The Death Diary: Writing Death Scenes

And Hope is Dumb,
The World says, "Go!"
The Grave says, "Come".
-ARTHUR GUITERMAN (Betel-Nuts)
I wrote about eternal truths in one of my articles. Probably I missed to point that every truth we face in our life is just an experience between two boundaries. Life and Death!
I would not mind to mention a lot about death but I have already produced my thoughts in few other articles related to it. This time I am bringing you a new approach to revival the summary of death. While going through our great literature, what I found was stunning face of death described by great authors and poets in history. The one – I already mentioned.
From the skull in Julius Caesar to the coffin in The Merchant of Venice to his famous speeches, death was a omnipresent subject. Tearing death pages with Shakespeare, play scene from Julius Caesar should be excellent beginning.
Cowards die many times before their deaths;
The valiant never taste death but once.
Of all the wonders that I have yet heard,
It seems to me most strange that men should fear,
Seeing that death, a necessary end,
Will come when it come.
Shakespeare drew the death nicely in his two plays (probably in most of others) ‘Measure for Measure’ and ‘Twelfth Night’. He wrote nicely about fear of death in ‘Measure for Measure’ saying –
"The weariest and most loathed worldly life
That age, ache, penury and imprisonment
Can lay on nature, is a paradise
To what we fear of death."
Another scene from the same drama.
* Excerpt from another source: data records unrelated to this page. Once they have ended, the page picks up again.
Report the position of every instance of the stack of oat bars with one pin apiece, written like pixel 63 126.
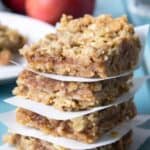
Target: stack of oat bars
pixel 87 47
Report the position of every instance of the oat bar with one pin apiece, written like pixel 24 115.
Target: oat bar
pixel 88 47
pixel 70 96
pixel 88 128
pixel 28 143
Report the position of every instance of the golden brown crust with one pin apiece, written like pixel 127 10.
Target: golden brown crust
pixel 87 128
pixel 87 47
pixel 70 96
pixel 29 143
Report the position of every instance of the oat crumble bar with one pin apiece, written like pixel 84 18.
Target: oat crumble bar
pixel 88 47
pixel 10 42
pixel 88 128
pixel 70 96
pixel 28 143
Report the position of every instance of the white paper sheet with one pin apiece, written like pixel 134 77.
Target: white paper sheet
pixel 53 113
pixel 9 120
pixel 141 31
pixel 139 134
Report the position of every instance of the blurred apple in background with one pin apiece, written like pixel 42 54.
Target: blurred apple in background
pixel 46 10
pixel 51 10
pixel 15 5
pixel 78 8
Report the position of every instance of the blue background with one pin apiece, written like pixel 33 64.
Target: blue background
pixel 116 8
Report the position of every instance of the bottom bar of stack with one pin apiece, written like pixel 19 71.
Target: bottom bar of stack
pixel 21 142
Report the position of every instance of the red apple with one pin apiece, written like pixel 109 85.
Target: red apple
pixel 78 8
pixel 15 5
pixel 51 10
pixel 46 10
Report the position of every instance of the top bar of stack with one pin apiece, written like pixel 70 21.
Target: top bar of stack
pixel 86 47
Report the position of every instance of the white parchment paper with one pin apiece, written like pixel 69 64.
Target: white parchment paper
pixel 9 120
pixel 139 134
pixel 53 113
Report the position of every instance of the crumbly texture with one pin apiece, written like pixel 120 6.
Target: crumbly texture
pixel 70 96
pixel 10 42
pixel 88 128
pixel 29 143
pixel 86 47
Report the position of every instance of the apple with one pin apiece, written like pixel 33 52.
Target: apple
pixel 78 8
pixel 46 10
pixel 51 10
pixel 15 5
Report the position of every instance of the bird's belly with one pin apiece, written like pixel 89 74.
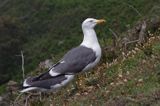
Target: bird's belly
pixel 91 65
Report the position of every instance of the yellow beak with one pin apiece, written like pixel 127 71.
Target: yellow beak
pixel 100 21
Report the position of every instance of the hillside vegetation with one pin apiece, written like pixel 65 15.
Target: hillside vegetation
pixel 46 29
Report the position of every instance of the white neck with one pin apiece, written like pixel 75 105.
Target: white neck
pixel 90 37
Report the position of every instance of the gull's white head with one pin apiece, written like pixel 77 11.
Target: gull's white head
pixel 91 22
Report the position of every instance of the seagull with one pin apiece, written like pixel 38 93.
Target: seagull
pixel 77 60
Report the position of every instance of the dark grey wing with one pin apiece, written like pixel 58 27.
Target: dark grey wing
pixel 75 60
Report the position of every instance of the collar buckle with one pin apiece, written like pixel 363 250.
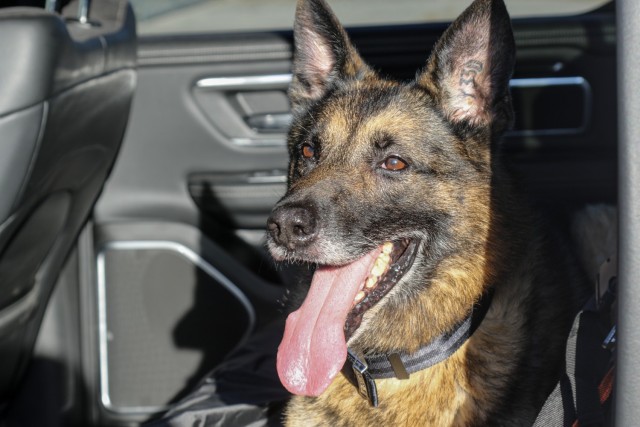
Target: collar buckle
pixel 366 384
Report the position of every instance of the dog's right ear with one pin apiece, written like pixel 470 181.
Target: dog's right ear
pixel 322 55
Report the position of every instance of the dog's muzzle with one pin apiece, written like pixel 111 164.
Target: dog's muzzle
pixel 293 226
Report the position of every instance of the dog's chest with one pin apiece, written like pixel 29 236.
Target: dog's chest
pixel 443 395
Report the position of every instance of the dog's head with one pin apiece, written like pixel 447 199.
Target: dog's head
pixel 388 183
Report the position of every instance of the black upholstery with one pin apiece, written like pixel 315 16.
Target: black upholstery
pixel 65 93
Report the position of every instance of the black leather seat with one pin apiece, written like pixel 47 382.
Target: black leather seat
pixel 65 93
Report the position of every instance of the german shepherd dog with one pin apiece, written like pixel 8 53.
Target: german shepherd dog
pixel 398 196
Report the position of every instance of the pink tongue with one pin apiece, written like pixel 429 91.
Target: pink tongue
pixel 313 349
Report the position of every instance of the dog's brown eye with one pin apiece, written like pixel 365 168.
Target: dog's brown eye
pixel 308 152
pixel 394 163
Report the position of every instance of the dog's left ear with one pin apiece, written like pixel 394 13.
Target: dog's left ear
pixel 469 70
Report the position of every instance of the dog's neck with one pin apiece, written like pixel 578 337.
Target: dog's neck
pixel 363 370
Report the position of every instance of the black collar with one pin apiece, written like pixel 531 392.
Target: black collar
pixel 363 370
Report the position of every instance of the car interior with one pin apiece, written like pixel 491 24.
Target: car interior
pixel 137 173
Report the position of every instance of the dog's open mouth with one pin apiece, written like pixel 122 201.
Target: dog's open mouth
pixel 313 349
pixel 392 263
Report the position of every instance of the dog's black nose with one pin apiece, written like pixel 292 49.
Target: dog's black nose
pixel 293 226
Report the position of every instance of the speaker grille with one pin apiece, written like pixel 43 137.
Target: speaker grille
pixel 166 319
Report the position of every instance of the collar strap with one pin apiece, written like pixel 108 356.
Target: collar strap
pixel 363 370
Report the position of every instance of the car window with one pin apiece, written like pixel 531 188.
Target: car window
pixel 198 16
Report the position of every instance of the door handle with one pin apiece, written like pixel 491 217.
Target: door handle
pixel 269 122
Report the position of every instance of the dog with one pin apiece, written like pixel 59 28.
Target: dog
pixel 421 243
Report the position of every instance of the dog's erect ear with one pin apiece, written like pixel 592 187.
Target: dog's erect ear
pixel 323 53
pixel 469 70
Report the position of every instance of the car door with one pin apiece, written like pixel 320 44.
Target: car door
pixel 171 274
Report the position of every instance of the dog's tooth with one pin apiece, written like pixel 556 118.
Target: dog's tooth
pixel 387 248
pixel 378 269
pixel 386 259
pixel 371 282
The mystery of death, and of the inevitably meaningless fate of the soul.
Ay, but to die and go we know not where;
To lie in cold obstruction and to rot;
This sensible warm motion to become
A kneaded clod; and the delighted spirit
To bathe in fiery floods or to reside
In thrilling regions of thick-ribbed ice;
To be imprisoned in the viewless winds,
And blown with restless violence round about
The pendant world.
In Twelfth Night he depicted death in very passionately different way.
"Come away, come away, death,
And in sad cypress let me be laid;
Fly away, flay away, breath:
I am stain by a fair cruel maid.
My shroud of white, stuck all with yew,
O, prepare it my part of death, no one so true
Did share it.
We run in a life from every minute thing. We are afraid of something. Although we experience every good and bad things of life, we are unaware of something that threatens us. Each morning breaks our sleep to again treating us victim over threatening powers. And finally when death comes to us, it takes us away from every threatening evil. Shakespeare described scene in play ‘Macbeth’ with amazing flavor of death.
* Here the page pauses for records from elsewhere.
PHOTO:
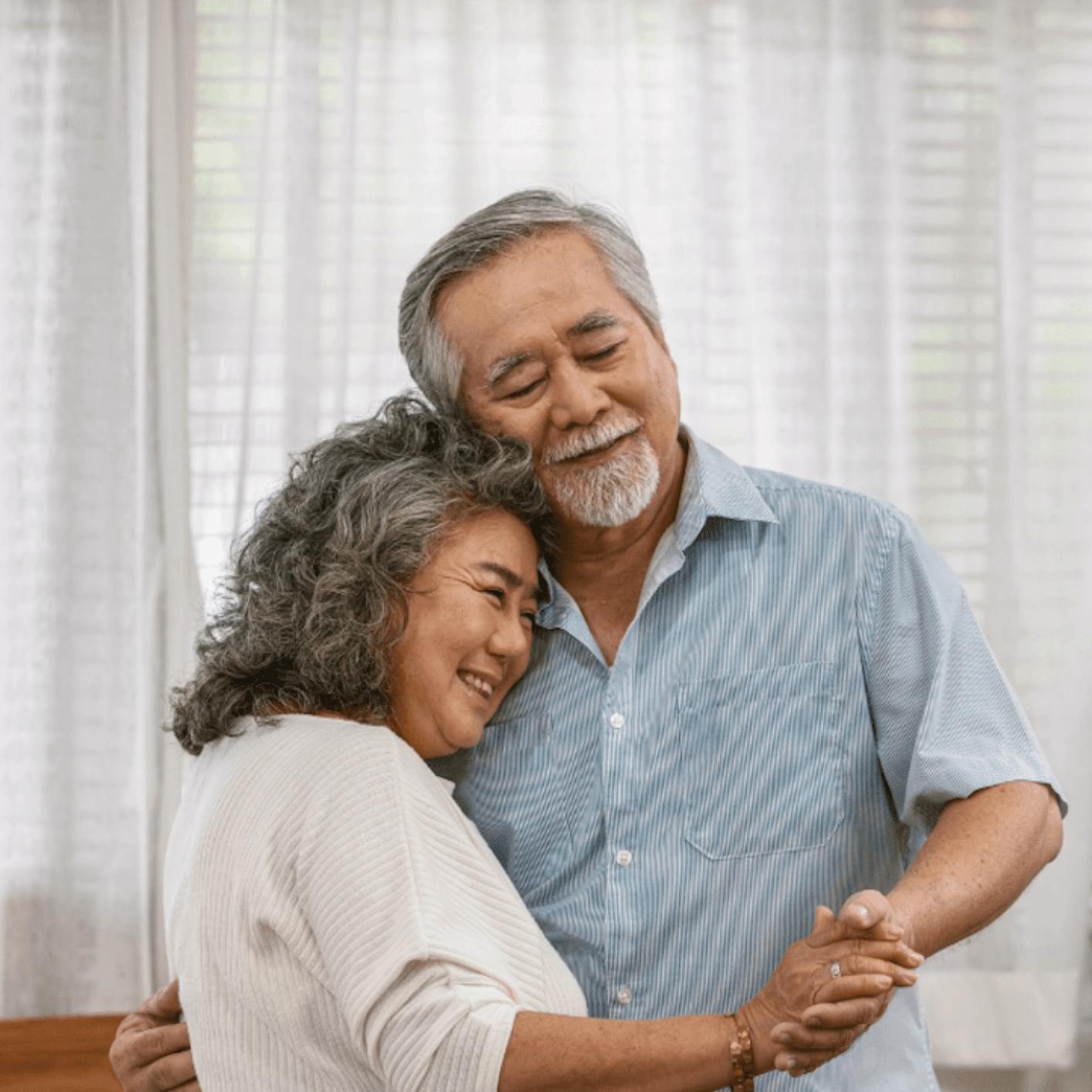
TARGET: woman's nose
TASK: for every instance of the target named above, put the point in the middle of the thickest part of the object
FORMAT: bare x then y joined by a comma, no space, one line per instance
511,639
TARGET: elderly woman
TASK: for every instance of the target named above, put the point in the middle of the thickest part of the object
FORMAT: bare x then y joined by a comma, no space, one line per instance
335,920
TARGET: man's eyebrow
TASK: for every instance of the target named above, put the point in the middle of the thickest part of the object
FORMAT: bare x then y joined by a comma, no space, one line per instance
504,366
594,320
512,580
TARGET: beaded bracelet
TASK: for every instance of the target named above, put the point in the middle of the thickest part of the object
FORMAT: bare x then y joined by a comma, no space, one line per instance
743,1056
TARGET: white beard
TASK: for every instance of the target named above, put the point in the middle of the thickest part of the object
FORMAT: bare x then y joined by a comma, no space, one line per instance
608,495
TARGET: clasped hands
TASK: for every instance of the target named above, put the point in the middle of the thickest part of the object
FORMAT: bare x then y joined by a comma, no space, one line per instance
830,988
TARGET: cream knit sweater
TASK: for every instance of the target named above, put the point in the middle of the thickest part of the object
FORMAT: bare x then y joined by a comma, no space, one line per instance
338,923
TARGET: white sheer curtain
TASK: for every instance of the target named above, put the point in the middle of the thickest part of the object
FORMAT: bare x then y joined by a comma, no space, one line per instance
95,553
870,226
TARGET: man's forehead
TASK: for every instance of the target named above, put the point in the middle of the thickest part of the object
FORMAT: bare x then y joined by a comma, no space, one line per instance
558,280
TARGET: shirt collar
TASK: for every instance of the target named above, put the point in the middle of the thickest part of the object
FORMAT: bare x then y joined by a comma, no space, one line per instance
713,485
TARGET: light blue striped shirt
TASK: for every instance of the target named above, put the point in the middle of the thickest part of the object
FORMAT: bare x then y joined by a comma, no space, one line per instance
801,690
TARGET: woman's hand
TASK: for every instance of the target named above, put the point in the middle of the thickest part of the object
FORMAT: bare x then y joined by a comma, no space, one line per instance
805,1015
151,1049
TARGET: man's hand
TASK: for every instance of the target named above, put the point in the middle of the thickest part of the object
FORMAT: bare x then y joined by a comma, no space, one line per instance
805,1015
869,914
151,1051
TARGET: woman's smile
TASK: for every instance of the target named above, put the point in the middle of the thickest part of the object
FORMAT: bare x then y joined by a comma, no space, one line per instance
468,636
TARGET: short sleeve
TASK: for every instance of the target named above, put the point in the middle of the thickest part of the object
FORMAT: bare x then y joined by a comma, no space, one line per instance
947,723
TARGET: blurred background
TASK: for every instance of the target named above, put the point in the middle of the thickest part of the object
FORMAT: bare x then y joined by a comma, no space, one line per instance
869,223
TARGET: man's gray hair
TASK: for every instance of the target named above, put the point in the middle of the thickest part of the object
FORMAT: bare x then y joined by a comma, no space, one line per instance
487,234
316,595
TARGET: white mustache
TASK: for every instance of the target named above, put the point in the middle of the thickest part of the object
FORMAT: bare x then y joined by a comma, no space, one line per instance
593,438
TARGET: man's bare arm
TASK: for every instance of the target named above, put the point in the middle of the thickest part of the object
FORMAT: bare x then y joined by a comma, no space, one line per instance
151,1051
983,852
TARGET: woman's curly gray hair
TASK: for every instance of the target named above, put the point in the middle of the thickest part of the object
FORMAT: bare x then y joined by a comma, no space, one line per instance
315,597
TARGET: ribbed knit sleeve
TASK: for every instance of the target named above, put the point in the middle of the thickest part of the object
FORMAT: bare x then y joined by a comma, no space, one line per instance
338,919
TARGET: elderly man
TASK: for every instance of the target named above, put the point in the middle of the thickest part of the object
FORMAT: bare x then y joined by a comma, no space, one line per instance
706,621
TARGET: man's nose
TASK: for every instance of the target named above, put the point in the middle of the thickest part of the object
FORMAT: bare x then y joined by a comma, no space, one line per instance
577,396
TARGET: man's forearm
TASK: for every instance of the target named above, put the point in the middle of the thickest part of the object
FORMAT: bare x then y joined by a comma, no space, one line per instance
983,852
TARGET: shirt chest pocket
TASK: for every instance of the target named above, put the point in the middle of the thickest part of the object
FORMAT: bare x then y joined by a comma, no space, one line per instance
762,762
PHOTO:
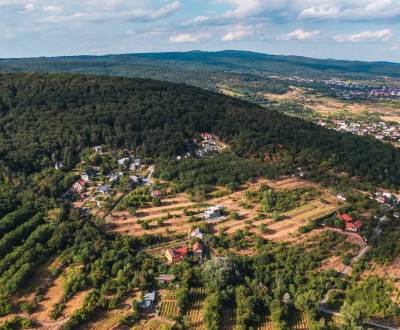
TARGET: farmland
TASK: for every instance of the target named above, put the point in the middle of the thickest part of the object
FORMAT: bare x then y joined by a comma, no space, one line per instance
176,222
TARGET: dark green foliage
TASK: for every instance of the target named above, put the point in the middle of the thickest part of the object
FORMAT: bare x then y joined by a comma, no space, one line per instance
281,201
13,219
159,119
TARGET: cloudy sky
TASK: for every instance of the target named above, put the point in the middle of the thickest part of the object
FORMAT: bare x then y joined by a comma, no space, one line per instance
344,29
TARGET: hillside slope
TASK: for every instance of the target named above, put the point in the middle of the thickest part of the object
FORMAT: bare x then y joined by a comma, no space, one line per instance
222,61
42,115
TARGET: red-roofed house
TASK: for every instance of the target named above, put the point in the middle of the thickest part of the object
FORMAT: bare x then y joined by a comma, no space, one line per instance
156,193
355,227
198,248
206,136
345,217
176,254
79,186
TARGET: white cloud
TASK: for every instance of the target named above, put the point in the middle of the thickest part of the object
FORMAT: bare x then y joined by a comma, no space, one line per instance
238,34
149,15
29,7
381,35
300,34
320,12
51,9
188,38
105,14
249,11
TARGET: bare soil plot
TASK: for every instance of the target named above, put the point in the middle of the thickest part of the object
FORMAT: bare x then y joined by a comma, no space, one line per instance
329,105
75,303
110,319
122,222
196,309
53,295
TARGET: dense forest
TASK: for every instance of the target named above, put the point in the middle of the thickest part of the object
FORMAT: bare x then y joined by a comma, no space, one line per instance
44,118
175,63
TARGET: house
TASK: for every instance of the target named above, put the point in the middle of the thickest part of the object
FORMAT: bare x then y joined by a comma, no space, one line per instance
103,189
115,177
165,278
156,193
206,136
354,227
148,300
88,174
176,254
213,212
196,233
198,249
135,179
58,165
135,165
123,161
79,186
344,217
98,149
341,197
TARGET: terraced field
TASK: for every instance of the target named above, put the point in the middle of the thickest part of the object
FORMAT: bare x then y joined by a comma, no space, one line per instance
169,309
196,309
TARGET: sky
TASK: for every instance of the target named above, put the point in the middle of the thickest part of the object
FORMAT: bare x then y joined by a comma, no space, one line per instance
341,29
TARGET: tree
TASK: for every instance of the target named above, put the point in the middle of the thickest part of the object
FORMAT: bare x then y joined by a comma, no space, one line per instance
182,298
354,315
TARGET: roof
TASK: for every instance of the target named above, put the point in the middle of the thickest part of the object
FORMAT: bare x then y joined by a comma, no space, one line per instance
345,217
166,277
178,252
356,225
197,247
196,232
156,192
103,188
151,296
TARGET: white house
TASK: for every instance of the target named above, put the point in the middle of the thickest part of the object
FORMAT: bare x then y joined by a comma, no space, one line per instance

After life’s fitful fever, he sleeps well.
Treason has done his worst: nor steel nor poison,
Malice domestic, foreign levy, nothing
Can touch him further.
I would have never come through to such pretty thought of mapping life and death that I did with Ecclesiastes. Time is above life and death. Time really controls them. Probably every action and loss is governed by time. Let’s drop some meaning from following narration.
For everything there is a season,
And a time for every matter under heaven:
A time to be born, and a time to die;
A time to plant, and a time to pluck up what is planted;
A time to kill, and a time to heal;
A time to break down, and a time to build up;
A time to weep, and a time to laugh;
A time to mourn, and a time to dance;
A time to throw away stones, and a time to gather stones together;
A time to embrace, And a time to refrain from embracing;
A time to seek, and a time to lose;
A time to keep, and a time to throw away;
A time to tear, and a time to sew;
A time to keep silence, and a time to speak;
A time to love, and a time to hate,
A time for war, and a time for peace
-Ecclesiastes 3:1-8
In following dialog, however, Henry Wadsworth Longfellow terminated his points to life.
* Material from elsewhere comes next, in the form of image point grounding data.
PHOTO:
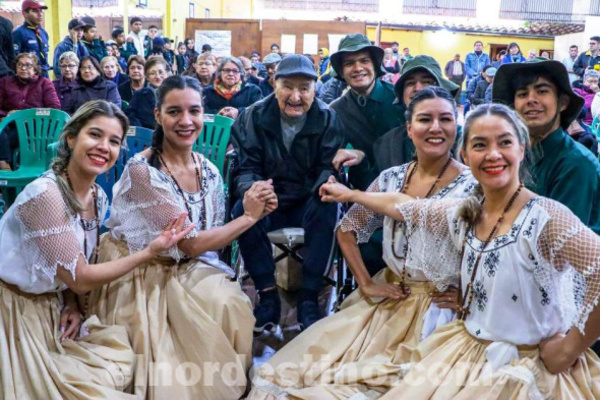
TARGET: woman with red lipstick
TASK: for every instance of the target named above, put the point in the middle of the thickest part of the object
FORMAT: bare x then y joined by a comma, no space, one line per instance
530,278
48,240
181,309
399,306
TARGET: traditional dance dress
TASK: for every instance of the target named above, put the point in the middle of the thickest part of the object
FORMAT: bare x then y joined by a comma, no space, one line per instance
539,279
37,234
360,348
190,326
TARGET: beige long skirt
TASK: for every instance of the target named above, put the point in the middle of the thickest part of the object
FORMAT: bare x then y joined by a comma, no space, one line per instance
34,364
355,352
190,326
449,364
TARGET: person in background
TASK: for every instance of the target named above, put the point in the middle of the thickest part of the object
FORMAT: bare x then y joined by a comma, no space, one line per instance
206,48
31,37
27,89
181,59
91,85
496,64
69,65
141,107
112,71
203,69
126,45
230,94
514,54
137,78
590,59
7,51
324,64
532,54
569,62
71,43
588,91
271,61
391,65
475,61
455,70
149,40
136,35
479,97
92,42
190,51
168,53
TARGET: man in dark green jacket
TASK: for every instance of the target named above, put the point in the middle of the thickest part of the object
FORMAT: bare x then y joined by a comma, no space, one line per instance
562,169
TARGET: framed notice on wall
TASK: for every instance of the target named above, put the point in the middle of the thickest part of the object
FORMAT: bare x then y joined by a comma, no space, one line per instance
220,41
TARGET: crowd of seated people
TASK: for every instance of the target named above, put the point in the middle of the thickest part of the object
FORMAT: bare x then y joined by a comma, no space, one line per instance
510,201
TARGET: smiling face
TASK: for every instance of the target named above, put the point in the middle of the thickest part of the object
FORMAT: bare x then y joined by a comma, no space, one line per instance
25,67
88,71
230,75
96,148
358,70
415,82
540,106
294,95
181,117
493,152
432,128
110,69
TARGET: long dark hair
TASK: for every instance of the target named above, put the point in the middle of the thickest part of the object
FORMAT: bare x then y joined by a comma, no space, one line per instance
171,83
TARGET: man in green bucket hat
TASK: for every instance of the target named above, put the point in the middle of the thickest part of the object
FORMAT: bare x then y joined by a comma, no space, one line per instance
395,147
562,169
367,111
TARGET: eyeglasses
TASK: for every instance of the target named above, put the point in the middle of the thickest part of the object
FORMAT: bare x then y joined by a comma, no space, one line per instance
155,73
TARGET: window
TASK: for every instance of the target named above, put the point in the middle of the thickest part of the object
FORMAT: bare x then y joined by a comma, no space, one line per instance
460,8
538,10
336,5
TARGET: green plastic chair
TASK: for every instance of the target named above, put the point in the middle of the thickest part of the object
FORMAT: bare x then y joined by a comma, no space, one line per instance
37,129
213,141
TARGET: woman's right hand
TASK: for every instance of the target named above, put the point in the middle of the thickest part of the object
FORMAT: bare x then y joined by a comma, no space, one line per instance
172,234
253,202
386,290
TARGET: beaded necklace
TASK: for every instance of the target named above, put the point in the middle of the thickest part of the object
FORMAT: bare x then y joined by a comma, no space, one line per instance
464,310
198,186
429,193
94,190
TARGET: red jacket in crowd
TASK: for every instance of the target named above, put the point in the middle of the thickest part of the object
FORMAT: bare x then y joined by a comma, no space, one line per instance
16,94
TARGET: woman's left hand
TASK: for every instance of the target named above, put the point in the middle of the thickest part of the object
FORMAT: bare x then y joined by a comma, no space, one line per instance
446,299
230,112
70,322
556,353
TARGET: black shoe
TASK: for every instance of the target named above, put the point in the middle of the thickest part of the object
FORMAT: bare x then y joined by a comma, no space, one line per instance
308,309
267,312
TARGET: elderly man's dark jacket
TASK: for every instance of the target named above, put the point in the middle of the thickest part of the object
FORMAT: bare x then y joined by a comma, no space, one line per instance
262,155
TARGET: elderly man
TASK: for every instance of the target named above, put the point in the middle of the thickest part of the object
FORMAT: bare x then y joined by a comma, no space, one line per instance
288,141
562,169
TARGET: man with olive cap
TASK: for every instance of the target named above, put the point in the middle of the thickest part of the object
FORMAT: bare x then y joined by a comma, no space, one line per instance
562,169
287,142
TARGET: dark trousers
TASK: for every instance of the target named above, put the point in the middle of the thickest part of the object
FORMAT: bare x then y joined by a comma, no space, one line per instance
318,220
9,142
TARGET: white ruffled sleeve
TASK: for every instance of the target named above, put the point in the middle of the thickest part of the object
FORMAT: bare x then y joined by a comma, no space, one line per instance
362,221
143,206
433,234
568,263
48,236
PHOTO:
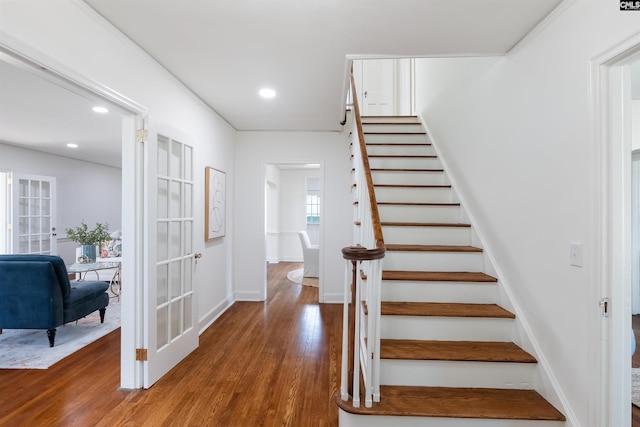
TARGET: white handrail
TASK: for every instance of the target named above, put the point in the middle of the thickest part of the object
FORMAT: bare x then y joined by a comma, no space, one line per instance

I wish if I can dare to understand it further.
Tell me not, in mournful numbers,
Life is but an empty dream!
For the soul is dead that slumbers,
And things are not what they seem.
Life is real! Life is earnest!
And the grave is not its goal;
Dust thou art; to dust returnest,
Was not spoken of the soul.
There is no doubt having ending for every beginning. No one is there to live forever. At one stage of life, you find yourself loving death. You accept the truth. You are happy for what you did in your life. Immortality is subject to acceptance of death for new birth. Seattle said, "There is no death. Only a change of worlds". For every death we find new life. Is that immortality?
Death is a dialogue between
The spirit and the dust.
"Dissolve," says Death. The Spirit, "Sir,
I have another trust."
Because I could not stop for Death
He kindly stopped for me
The Carriage held but just ourselves;
And Immortality.
This entry continued...
- Emily Dickinson
It has always been unfair for writers to write death scenes. Death steels away a lot from a glorious man. We do not feel good even. We just continue reading the death scene. It holds us. No doubts you may start shivering or crying too. Anyway with death scenes, writer leaves a mark of an impression on readers.